Everyone remembers Noah as the hero of the Flood. But he isn’t. That section of Genesis ends with Noah drunk, alone in his tent, and betrayed by his son on whom he, also, takes petty revenge with a few cutting words—a revenge that is interpreted to lead to slavery and the opening of the war with the Canaanites.
For those unfamiliar with the story, she is referring to events that took place after the flood had subsided. Here they are (Genesis 9: 20-25):
Noah was the first tiller of the soil. He planted a vineyard; and he drank the of the wine, and became drunk, and lay uncovered in his tent. And Ham, the father of Canaan, saw the nakedness of his father, and told his brothers outside. Then Shem and Ja'pheth took a garment, laid it upon both their shoulders, and walked backwards and covered the nakedness of their father; their faces were turned away, and they did not see their father's nakedness. When Noah awoke from his wine and knew what the youngest son had done to him, he said,
"Cursed be Canaan;
a slave of slaves shall he be to his brothers."
What exactly all that means, nobody knows.  Seeing the father's nakedness is probably a euphemism for something else but we can only guess what. What ever it was, it was sexual.

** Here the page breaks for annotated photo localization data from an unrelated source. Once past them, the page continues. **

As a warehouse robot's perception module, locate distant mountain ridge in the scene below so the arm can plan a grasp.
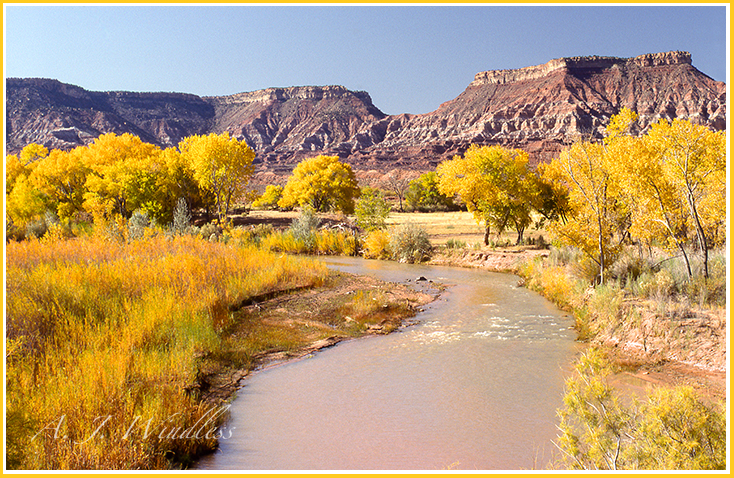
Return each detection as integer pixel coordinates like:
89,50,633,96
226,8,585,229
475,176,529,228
6,52,726,172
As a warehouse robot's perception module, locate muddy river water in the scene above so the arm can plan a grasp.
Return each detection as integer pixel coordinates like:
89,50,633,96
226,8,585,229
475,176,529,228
198,258,579,470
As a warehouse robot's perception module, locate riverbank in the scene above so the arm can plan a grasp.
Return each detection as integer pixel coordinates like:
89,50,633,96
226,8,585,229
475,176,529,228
197,271,439,405
429,246,726,400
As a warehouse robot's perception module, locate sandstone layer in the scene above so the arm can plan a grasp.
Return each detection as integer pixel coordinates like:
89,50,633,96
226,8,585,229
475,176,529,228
6,52,726,174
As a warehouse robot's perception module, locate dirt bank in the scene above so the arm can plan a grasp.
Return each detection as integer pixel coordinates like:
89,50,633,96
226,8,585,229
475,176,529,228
196,272,439,404
430,247,727,400
429,246,549,272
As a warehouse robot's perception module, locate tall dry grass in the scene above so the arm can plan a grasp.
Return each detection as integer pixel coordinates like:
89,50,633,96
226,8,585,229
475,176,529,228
6,236,327,469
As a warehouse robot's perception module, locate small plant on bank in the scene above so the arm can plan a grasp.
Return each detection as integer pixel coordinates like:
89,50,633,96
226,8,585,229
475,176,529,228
354,187,390,232
288,207,321,250
171,198,191,236
362,229,391,259
127,209,151,241
555,348,726,470
390,224,432,264
446,238,466,249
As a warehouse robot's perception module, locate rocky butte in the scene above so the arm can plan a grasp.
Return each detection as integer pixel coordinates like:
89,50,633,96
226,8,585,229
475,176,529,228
6,51,726,174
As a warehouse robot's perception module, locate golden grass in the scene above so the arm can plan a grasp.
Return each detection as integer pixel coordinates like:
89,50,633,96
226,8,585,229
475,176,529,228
6,233,327,469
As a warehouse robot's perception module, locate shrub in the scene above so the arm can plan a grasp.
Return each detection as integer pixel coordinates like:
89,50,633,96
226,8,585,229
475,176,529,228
171,198,191,235
362,229,391,259
446,239,466,249
354,187,390,231
555,349,726,470
5,236,328,469
390,224,432,264
288,207,321,250
127,209,150,241
252,184,283,209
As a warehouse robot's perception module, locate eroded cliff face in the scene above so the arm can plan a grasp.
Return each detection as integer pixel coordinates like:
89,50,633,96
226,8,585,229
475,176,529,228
6,52,726,174
348,52,726,164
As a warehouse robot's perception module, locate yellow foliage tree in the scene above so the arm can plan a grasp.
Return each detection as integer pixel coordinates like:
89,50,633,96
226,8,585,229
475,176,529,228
83,133,161,218
5,143,48,224
644,119,726,277
436,145,537,244
178,132,255,223
278,155,359,214
543,116,634,283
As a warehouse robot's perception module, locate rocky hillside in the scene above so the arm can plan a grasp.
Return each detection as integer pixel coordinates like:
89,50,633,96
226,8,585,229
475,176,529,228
6,52,726,173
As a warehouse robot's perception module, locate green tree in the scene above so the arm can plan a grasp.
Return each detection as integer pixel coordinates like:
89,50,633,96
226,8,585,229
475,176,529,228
178,132,255,223
354,187,390,232
405,171,456,212
278,155,359,214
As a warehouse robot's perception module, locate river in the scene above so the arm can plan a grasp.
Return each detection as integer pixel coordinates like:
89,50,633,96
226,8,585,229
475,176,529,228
197,258,579,470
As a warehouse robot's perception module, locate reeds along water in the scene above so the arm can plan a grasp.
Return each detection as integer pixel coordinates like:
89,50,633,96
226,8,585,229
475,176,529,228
6,233,327,469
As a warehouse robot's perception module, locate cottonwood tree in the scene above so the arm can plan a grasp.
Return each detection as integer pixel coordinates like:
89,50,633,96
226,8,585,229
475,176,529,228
83,133,161,218
278,155,359,214
31,146,88,219
436,145,537,245
405,171,456,212
178,132,255,223
644,119,726,277
382,169,412,212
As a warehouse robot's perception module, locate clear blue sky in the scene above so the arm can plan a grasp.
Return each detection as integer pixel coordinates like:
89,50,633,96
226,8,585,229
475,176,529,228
3,4,728,114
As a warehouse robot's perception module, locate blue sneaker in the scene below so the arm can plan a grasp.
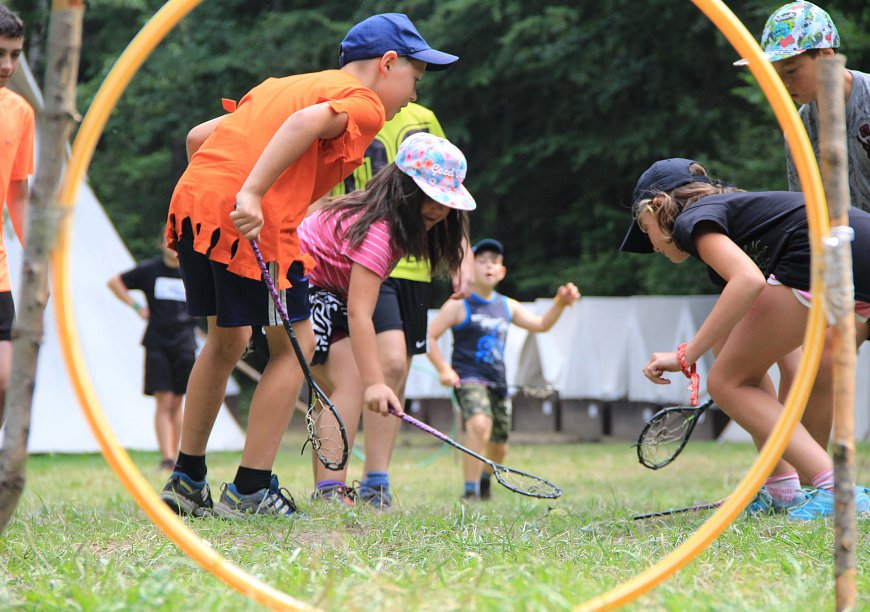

Ham either did something to Noah or, he did something to his mother.

I think Rosin may be on to something interesting here but I think she has the timeline wrong. If there is a Noah-like character and storyline, it has to be in the future. We should keep an eye out for this as the season goes along.

5. Which brings me to the Mad Men backlash feared by Rosin's colleague Seth Stevenson,
I’ve sensed brewing Mad Men backlash this season. Some whine that the plots are slow. Some argue that the advancing era doesn’t lend itself as well to stylish art direction. But the most common complaint I’ve heard is that Don Draper has failed to progress as a character and is congealing into a grim, awful man. I actually find that a fascinating development—I’m impressed by a show that, steadily over the course of several seasons, manages to turn a sexy pop culture heartthrob into a figure both reviled and pitied.
And there is a sort of impatience with many fans of the show. No matter how much they love Don, they want him done away with. Some want to see him superseded by Peggy or Ginsberg or some other new generation figure. Others want him to change and become the new sensitive man that Esquire will soon be writing about. The backlash that Seth feels brewing is driven by a feeling that the change isn't happening fast enough. Don just keeps being Don.

And I hope, although I suspect my hopes will be crushed, that he never changes. I hope he remians what even Rosin can see, although she doesn't like it:
By this crisis calculation, Don is the last honest man standing. Unlike in the earlier episodes, he is not stumbling around blindly. Unlike everyone else around him, he sees himself clearly and he understands what’s important to him. He does not care about a race vigil. He doesn’t care about Betty’s rules. He doesn’t even so much care about his children, as he confesses in that heartbreaking speech.
And all I can say is, good for him for being a man.

1 comment:

  1. No, I don't think he will change, nor should he. Not only is he the most honest man standing, he's the most stable. What he doesn't know yet is that his upbringing--bad as it was--taught him more lessons than he realized. And he would be the same person, whether he calls himself Dick Whitman or Don Draper.